Writing is work. Not everyone can do it, and even fewer can do it well. Do
yourself a favor; if you're good, don't write for free. Let these companies
settle for a lesser crop of talent.

------
jmtame
Steer way clear of free work, unless you're building your first 1 or 2 sites
in your portfolio. You only need to prove that you can build something really
good, and you could pretty much do a side project or two to do that. Your
clients will want to dictate what the design looks like, so in many cases,
you'll end up with a project that you're too ashamed to put on your own
portfolio. Unfortunately, designers don't always get to do their job because
the client thinks they can do it better with zero experience in the field.
"What's this? White space!? That's absurd! I'm paying you, I can't have any of
that nonsense!"

Working with the wealthier clients (ie startups who are funded) is a world
more rewarding than the nickel and dime people who want everything and then
want to negotiate for a lower bid. Wealthy clients are decisive and they let
you do your job, so everyone wins--they get a good website, you get payment,
and you can be proud to put the work on your portfolio.

------
apstuff
My friend's father would always say (and meant it):

"I've never had a problem finding work. Getting paid for that work, now that's
a different matter."

------
newmediaclay
We frequently will do a free smaller project for someone we term a "center of
influence." So, if we deem that doing work for this person could lead to many
more referrals and jobs in the future, we'll do a free project. Common example
is putting an Ad Agency's website onto our CMS for free, so they can see our
service and software, and then they will recommend us to clients in the
future.

We've had great success and got into bed with some of our biggest clients this
way.

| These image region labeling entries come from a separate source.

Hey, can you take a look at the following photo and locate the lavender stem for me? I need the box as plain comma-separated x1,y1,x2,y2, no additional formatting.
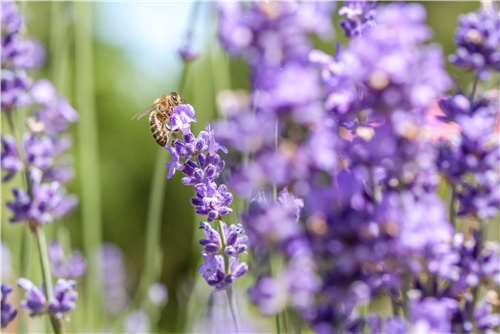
449,184,457,229
226,286,240,333
35,225,62,334
74,2,102,330
469,75,479,102
217,219,240,333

Also, there's probably a little guilt on their end that after we
completed something for them for free that they "owe" us business in the
future.

------
Dilpil
Reminds me of Mark Evanier's great 'unfinanced entrepeneurs' post:
<http://www.povonline.com/cols/COL209.htm>

------
lincolnq
..or you are the founder. :P

------
edw519
Although pro bono work has its place, this can easily turn into a trap. While
you're giving it away (sometimes for good reason), you may be losing paying
opportunities because you're too busy to notice them.

Just ask my friend Ben Dover.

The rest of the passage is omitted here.